On Fri, Dec 27, 2024 at 5:48 PM Tomas Vondra <tomas@vondra.me> wrote:
> Whenever I've been thinking about this in the past, it wasn't clear to
> me how would we know when to start adjusting work_mem, because we don't
> know which nodes will actually use work_mem concurrently.
You certainly know the PostgreSQL source code better than I do, but
just looking over nodeHash[join].c, for example, it looks like we
don't call ExecHashTableDestroy() until ExecEndHashJoin() or
ExecReScanHashJoin(). I am assuming this means that we don't destroy
the hash table (and therefore don't free the work_mem) until we either
(a) end the executor for the entire query plan, or (b) rescan the hash
join.
Does PostgreSQL currently rescan Hash Joins when they are "no longer
needed," to free work_mem early? If so, then I would try to reuse this
existing logic to decide which nodes need work_mem concurrently.

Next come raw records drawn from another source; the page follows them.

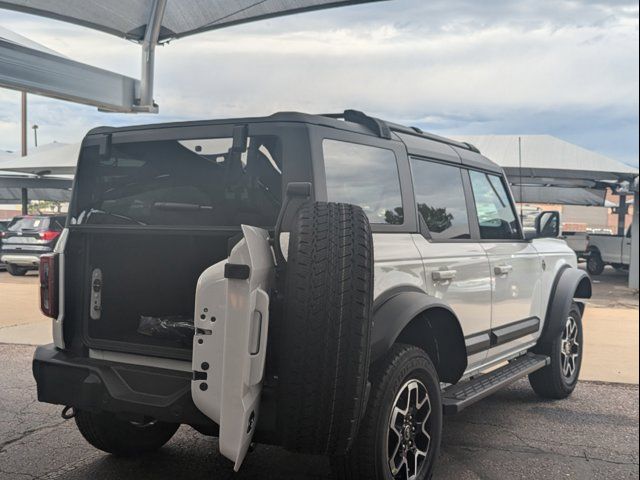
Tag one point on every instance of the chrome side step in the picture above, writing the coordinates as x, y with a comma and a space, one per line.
459, 396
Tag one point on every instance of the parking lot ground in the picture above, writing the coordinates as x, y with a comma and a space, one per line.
611, 324
511, 435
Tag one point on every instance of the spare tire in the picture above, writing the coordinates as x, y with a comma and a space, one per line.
323, 350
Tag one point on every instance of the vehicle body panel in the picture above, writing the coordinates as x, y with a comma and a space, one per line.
230, 344
516, 292
613, 249
468, 292
23, 242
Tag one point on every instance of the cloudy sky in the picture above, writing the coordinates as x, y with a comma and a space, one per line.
565, 67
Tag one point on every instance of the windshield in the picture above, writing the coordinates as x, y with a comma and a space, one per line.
181, 182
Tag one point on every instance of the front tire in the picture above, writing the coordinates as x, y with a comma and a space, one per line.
400, 434
558, 379
16, 271
106, 432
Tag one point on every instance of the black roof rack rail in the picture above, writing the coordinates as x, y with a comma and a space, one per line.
472, 147
383, 129
377, 126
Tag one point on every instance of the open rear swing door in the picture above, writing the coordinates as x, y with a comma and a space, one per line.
230, 342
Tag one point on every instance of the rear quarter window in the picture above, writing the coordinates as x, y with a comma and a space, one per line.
365, 176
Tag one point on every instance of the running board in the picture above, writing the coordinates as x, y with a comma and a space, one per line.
460, 396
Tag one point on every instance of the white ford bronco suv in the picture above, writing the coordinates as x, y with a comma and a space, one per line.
333, 284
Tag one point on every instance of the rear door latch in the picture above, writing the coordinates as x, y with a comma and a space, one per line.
95, 310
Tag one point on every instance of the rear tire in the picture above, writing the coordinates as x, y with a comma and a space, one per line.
324, 335
558, 379
595, 265
372, 455
16, 271
119, 437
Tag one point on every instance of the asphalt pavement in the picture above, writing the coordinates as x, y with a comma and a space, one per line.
511, 435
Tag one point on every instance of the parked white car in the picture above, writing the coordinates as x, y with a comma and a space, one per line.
602, 250
407, 290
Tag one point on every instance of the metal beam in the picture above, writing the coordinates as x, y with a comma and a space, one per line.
634, 256
17, 181
622, 215
27, 69
152, 32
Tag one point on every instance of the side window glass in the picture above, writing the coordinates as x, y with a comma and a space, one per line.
365, 176
440, 199
496, 216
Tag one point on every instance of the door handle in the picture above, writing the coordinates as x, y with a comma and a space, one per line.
443, 275
503, 269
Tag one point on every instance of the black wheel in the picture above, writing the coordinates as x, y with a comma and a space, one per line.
595, 265
558, 379
400, 434
113, 435
16, 271
324, 336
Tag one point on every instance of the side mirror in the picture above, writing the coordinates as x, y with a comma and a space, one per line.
548, 224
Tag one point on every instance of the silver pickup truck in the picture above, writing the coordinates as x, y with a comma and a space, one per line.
602, 250
333, 284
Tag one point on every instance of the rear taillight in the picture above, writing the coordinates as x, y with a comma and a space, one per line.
49, 235
49, 285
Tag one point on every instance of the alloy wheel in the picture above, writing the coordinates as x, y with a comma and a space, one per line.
569, 348
408, 437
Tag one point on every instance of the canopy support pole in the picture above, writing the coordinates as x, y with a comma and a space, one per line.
24, 193
151, 35
633, 254
622, 215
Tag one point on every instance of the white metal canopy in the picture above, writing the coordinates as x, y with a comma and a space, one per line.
546, 169
50, 159
149, 22
130, 18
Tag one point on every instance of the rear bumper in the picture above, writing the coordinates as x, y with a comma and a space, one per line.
22, 260
124, 389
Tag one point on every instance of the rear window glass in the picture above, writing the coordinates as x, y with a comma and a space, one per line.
181, 182
29, 223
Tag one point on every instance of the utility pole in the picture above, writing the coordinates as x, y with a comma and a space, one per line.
23, 131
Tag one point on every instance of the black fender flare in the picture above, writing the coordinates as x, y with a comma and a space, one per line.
570, 283
396, 309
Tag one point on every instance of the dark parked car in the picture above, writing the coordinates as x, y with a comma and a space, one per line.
27, 238
4, 225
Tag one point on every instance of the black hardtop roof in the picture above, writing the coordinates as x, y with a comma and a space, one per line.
417, 141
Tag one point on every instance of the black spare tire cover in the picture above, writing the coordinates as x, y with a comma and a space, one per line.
323, 353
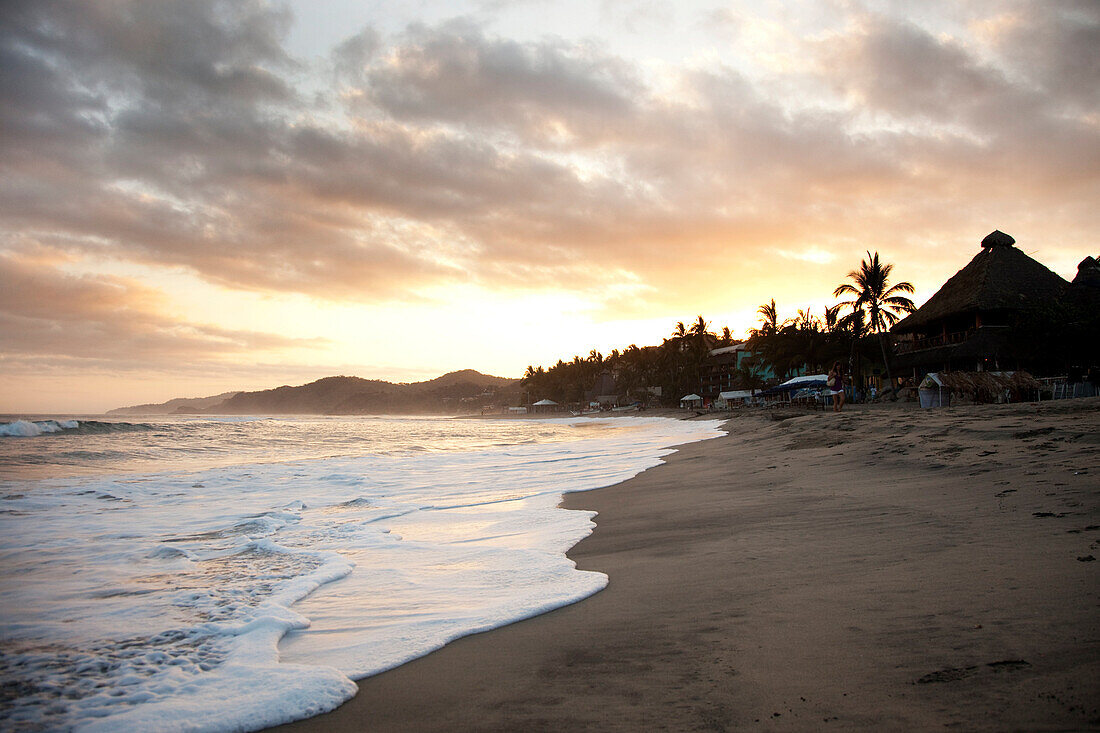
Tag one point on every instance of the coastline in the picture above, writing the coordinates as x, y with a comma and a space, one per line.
882, 569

If not, then all nodes that use work_mem actually use it
"concurrently," because we don't free that work_mem until we call
ExecutorEnd().
Or, is the problem that one query might generate and execute a second
query, recursively? (And the second might generate and execute a third
query, etc.?) For example, the first query might call a function that
starts a new portal and executes a second query, and so on. Is this
what you're thinking about? If so, I would model this pattern as each
level of recursion taking up, logically, a "new connection."
Thanks,
James